Synthesize MG-7 6-Question Source Card analyses across 8 classical civilizations — applying Wineburg's 4 questions + NMAI 5th living-descendant move + WHA 6th whose-translations-and-silences move to Diocletian's Edict, Ashoka's Rock Edicts, Aryabhatiya, Sima Qian's Shiji, Ban Zhao's Lessons for Women, Shapur I's Naqsh-e Rostam inscription, Ezana's Stele, Tikal Stela 31, and Justinian's Code
Exercise Difficulty 5 ~30 min hist.g6.s.ex_45

Synthesis Essay

MG-7 Interactive Physical / non-image

8.5x11 inch laminated double-sided card. FRONT: 'MG-7 Ancient-and-Classical Source Card' header; 6 numbered questions: (1) SOURCING — Who created this source? When? Where? Why? (Wineburg Move 1); (2) CONTEXTUALIZATION — What was happening at the time and place this source was created? What had just happened?
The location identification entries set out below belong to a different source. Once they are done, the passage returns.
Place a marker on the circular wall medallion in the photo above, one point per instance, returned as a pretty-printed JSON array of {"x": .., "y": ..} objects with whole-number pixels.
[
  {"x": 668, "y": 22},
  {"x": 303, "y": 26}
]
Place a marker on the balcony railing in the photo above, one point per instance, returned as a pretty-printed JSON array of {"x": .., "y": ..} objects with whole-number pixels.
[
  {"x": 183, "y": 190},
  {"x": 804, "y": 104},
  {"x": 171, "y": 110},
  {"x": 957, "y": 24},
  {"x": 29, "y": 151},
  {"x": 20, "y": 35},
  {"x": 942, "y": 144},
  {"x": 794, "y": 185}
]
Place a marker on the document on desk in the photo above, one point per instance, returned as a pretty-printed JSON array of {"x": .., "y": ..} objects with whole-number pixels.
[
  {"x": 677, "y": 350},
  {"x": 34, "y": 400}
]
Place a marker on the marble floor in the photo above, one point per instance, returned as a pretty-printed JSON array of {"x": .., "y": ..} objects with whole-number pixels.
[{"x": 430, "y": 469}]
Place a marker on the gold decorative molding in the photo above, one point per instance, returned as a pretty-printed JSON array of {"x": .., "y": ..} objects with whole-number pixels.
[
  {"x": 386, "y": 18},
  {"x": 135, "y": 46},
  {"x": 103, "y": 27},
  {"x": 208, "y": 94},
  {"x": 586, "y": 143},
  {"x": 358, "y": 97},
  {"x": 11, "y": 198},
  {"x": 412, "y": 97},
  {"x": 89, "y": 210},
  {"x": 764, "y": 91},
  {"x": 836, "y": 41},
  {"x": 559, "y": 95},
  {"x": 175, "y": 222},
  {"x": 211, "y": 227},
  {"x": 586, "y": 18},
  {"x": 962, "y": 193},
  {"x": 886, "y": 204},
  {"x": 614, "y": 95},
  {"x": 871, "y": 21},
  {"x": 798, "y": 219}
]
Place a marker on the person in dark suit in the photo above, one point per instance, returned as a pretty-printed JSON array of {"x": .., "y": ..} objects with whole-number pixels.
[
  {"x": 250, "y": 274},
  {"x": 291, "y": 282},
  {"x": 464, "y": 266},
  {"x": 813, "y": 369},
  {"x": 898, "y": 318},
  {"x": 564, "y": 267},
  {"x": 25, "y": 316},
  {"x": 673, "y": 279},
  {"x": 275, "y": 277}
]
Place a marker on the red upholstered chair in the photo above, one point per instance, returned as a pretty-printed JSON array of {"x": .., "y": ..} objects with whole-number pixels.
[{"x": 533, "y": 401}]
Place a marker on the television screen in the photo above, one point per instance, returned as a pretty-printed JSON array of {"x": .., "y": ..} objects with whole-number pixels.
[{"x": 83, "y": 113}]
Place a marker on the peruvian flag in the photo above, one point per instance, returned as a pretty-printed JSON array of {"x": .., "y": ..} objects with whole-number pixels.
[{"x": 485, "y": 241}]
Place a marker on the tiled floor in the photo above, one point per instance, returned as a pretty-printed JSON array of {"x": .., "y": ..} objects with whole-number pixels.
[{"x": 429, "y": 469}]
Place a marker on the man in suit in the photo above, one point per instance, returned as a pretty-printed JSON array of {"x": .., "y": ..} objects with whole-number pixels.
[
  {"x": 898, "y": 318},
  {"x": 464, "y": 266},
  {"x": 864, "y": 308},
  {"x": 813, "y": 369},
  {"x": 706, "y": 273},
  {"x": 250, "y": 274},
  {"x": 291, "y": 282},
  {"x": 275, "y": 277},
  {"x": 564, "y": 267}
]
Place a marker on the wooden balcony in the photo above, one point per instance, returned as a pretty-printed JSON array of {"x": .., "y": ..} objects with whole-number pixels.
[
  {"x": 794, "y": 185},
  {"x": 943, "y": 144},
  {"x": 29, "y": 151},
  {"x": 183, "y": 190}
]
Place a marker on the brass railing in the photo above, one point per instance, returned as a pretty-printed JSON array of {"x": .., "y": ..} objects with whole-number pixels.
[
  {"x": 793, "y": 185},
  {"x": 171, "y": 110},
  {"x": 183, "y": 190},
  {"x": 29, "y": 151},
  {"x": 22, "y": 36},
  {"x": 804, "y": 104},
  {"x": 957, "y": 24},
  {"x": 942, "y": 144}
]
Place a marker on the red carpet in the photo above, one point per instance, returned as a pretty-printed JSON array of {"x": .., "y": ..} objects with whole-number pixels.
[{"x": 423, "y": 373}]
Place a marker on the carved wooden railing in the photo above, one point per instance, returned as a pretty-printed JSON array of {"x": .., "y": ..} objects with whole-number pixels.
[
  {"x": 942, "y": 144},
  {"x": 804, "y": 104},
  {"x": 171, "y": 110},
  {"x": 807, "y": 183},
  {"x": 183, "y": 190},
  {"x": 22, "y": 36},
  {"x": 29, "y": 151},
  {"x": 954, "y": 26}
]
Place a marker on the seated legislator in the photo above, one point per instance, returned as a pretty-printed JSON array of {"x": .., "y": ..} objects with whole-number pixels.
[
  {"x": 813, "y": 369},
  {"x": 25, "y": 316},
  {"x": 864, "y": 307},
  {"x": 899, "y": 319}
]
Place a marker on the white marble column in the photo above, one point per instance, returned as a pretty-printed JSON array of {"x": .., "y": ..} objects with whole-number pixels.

What was about to happen? (Wineburg Move 2); (3) CORROBORATION — Does another source from the same time and place agree or disagree? Is the creator a partisan? (Wineburg Move 3); (4) CLOSE READING — What does the source literally say in its words? What does it leave unsaid? (Wineburg Move 4); (5) LIVING DESCENDANTS — Who today is a living descendant of the people who created or were addressed by this source? How do they treat this source as a living heritage? (NMAI Essential Understanding 5 extended); (6) WHOSE TRANSLATION? WHOSE SILENCES? — Who translated this source into English and when? What perspective is MISSING from this source (e.g., the slave perspective on Diocletian's edicts, the dasi/dasa perspective on Ashoka's edicts)? (WHA / SHEG move). BACK: scaffolded sentence frames for each question; a short-form version (4 Wineburg-only questions) for students still building source-analysis stamina.

Prompt

Synthesize MG-7 6-Question Source Card analyses across 9 primary sources from the unit (Diocletian's Edict + Lactantius + Justinian's Code + Procopius + Ashoka's Rock Edicts + Aryabhatiya + Sima Qian's Shiji + Ban Zhao's Lessons for Women + Shapur I's Naqsh-e Rostam + Ezana's Stele + Tikal Stela 31). Write 4-6 paragraphs articulating the unit's central thesis on whose sources we have, whose translations we read, and whose silences we must name.

How it's presented
mode text
Answer criteria
type rubric scored
rubric
References 5+ primary sources from list; identifies translators by name where appropriate (Graser/Lauffer for Diocletian; Nikam/McKeon for Ashoka; Clark/Shukla for Aryabhatiya; Watson for Shiji; Huyse for Shapur; Munro-Hay/Bowersock for Ezana; Martin/Grube for Tikal); names specific 'whose silences' for at least 3 sources; concludes with synthesis on whose sources/translations/silences
Hints
  1. MG-7 applied to 9 sources across the term.
  2. Move 6 is the key — whose translations and whose silences.